スペインで開催中のスマホ業界の展示会MWC 2017の目玉はAIアシスタントで「スマートフォン時代の終わり」が見えてきた。しかし「シンプルフォンの始まり」かはまだわからない。 by Jamie Condliffe2017.02.28

携帯電話は、最先端を追求し続けるか、それともシンプルさを保つのかの岐路にある。

年に一度バルセロナで開かれるスマホの大規模展示会「モバイル・ワールド・コングレス(MWC)」では、「自分でも気が付かなかったけれど、こんなのが欲しかった」と思わせる新機能で顧客を引きつけようと、多くのメーカーが自社の最も派手で目新しいハードウェアを大々的に披露している。しかし、シンプルなモデルを採用したり、懐かしのモデルを復刻したりするトレンドにも注目が集まっている。

今年MWCでお披露目されるテクノロジーの一番の目玉はおそらく、AIアシスタントだろう。アップルとマイクロソフトは数年前から自社のAIアシスタント、Siriとコルタナ(Cortana)を提供している。しかし、グーグルのAIアシスタントは現在自社製スマホのピクセルだけに搭載されている。また、 アマゾンのアレクサは、家電産業で大々的な成功を収めた。だが今回のMWCで、グーグルは新発売の機器の多くにAIアシスタントを搭載すると発表、アレクサはモトローラの新型携帯電話に搭載される予定だ。また、テレフォニカ(Telefonica)も AIアシスタントの自社開発を計画している。

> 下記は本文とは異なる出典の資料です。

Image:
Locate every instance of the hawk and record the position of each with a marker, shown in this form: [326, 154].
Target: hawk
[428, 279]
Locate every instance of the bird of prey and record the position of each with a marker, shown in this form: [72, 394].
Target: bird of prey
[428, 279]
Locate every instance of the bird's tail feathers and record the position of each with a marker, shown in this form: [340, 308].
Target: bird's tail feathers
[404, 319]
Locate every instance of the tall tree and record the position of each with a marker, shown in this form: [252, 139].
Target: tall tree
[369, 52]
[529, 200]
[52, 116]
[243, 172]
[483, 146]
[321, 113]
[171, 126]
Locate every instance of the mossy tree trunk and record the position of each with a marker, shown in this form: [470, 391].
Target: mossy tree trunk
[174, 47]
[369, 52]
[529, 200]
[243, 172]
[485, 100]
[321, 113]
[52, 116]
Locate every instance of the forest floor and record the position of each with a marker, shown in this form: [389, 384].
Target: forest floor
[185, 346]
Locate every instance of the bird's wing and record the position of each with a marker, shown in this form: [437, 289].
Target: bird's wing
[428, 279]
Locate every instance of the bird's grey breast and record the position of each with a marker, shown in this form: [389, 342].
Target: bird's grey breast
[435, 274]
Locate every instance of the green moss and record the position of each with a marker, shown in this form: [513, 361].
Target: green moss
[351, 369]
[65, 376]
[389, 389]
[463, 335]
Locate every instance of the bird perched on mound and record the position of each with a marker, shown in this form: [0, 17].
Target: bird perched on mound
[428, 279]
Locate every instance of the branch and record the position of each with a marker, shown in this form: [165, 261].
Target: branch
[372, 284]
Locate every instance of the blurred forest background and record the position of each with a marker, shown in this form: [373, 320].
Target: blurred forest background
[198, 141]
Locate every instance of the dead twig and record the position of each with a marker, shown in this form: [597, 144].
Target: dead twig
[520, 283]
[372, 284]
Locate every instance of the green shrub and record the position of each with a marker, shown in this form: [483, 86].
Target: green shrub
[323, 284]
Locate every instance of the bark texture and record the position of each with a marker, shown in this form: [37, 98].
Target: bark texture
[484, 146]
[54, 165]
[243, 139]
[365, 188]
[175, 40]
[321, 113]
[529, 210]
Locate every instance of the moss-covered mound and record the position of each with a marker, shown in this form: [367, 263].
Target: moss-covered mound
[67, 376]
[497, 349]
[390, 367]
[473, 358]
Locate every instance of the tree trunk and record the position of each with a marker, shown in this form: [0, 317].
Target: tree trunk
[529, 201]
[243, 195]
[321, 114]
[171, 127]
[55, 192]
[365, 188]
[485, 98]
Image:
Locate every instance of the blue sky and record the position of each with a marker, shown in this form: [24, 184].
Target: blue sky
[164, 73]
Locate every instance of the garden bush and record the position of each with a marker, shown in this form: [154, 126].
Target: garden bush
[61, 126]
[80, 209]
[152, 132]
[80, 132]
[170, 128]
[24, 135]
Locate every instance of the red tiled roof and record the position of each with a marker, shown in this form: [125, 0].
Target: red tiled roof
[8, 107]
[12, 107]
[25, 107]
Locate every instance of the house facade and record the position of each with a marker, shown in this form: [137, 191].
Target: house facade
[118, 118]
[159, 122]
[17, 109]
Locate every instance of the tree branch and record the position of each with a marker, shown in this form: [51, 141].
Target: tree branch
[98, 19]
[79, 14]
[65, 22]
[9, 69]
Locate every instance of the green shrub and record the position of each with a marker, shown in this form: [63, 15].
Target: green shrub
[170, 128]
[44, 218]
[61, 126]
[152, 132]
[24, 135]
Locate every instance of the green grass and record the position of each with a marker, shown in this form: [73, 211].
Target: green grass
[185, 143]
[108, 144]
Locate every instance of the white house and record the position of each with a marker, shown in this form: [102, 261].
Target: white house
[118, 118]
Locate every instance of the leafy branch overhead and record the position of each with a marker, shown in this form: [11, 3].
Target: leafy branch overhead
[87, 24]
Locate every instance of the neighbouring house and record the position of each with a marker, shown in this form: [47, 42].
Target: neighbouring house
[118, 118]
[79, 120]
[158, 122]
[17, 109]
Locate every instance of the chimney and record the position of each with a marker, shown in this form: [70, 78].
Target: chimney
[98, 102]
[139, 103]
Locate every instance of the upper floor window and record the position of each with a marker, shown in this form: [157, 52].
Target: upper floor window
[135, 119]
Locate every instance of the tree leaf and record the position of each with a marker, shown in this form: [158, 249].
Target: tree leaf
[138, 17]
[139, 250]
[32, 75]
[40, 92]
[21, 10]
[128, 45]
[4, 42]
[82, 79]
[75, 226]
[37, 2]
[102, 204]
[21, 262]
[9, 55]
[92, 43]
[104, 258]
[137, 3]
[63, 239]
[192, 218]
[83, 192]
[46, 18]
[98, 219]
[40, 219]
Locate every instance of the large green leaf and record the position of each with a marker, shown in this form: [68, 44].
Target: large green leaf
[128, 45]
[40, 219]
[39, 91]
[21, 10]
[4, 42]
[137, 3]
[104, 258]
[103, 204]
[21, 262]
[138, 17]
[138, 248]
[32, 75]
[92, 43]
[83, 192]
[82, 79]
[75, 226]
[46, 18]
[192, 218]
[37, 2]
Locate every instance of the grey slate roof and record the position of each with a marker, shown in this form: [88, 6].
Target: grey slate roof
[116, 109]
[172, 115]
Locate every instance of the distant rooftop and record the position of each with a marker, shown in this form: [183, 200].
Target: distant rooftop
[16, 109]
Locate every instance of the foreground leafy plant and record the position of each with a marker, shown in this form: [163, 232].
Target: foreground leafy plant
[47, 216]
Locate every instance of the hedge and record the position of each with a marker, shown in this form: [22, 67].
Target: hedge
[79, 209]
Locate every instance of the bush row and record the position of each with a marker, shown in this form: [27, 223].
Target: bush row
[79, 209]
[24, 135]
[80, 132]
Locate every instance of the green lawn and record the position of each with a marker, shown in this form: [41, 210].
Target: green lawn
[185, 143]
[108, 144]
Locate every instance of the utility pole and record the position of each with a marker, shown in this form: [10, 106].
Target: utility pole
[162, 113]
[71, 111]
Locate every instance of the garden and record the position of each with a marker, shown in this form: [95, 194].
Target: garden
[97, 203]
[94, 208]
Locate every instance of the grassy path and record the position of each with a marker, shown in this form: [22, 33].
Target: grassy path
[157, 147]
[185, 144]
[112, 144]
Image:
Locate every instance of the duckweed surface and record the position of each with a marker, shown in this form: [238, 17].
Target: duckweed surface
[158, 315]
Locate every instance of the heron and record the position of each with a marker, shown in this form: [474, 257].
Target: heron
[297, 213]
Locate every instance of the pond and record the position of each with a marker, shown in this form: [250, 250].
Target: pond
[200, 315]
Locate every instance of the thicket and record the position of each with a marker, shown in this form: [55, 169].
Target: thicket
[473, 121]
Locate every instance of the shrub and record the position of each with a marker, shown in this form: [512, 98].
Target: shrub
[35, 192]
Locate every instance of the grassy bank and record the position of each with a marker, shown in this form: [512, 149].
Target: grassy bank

一方で、データ接続を高速な通信規格である4Gからさらに猛烈な速さの5Gに高速化するため、携帯電話業界は本腰を入れており、中国のスマホメーカーZTEはギガビット通信の性能を実演する試作機を披露する予定だ。理論上、4Kの映像をスマホで見られるが、 フィナンシャル・タイムズ紙の記事 (ペイウォール)にあるとおり、ギガビット通信の実用化にはまだ時間がかかりそうだ。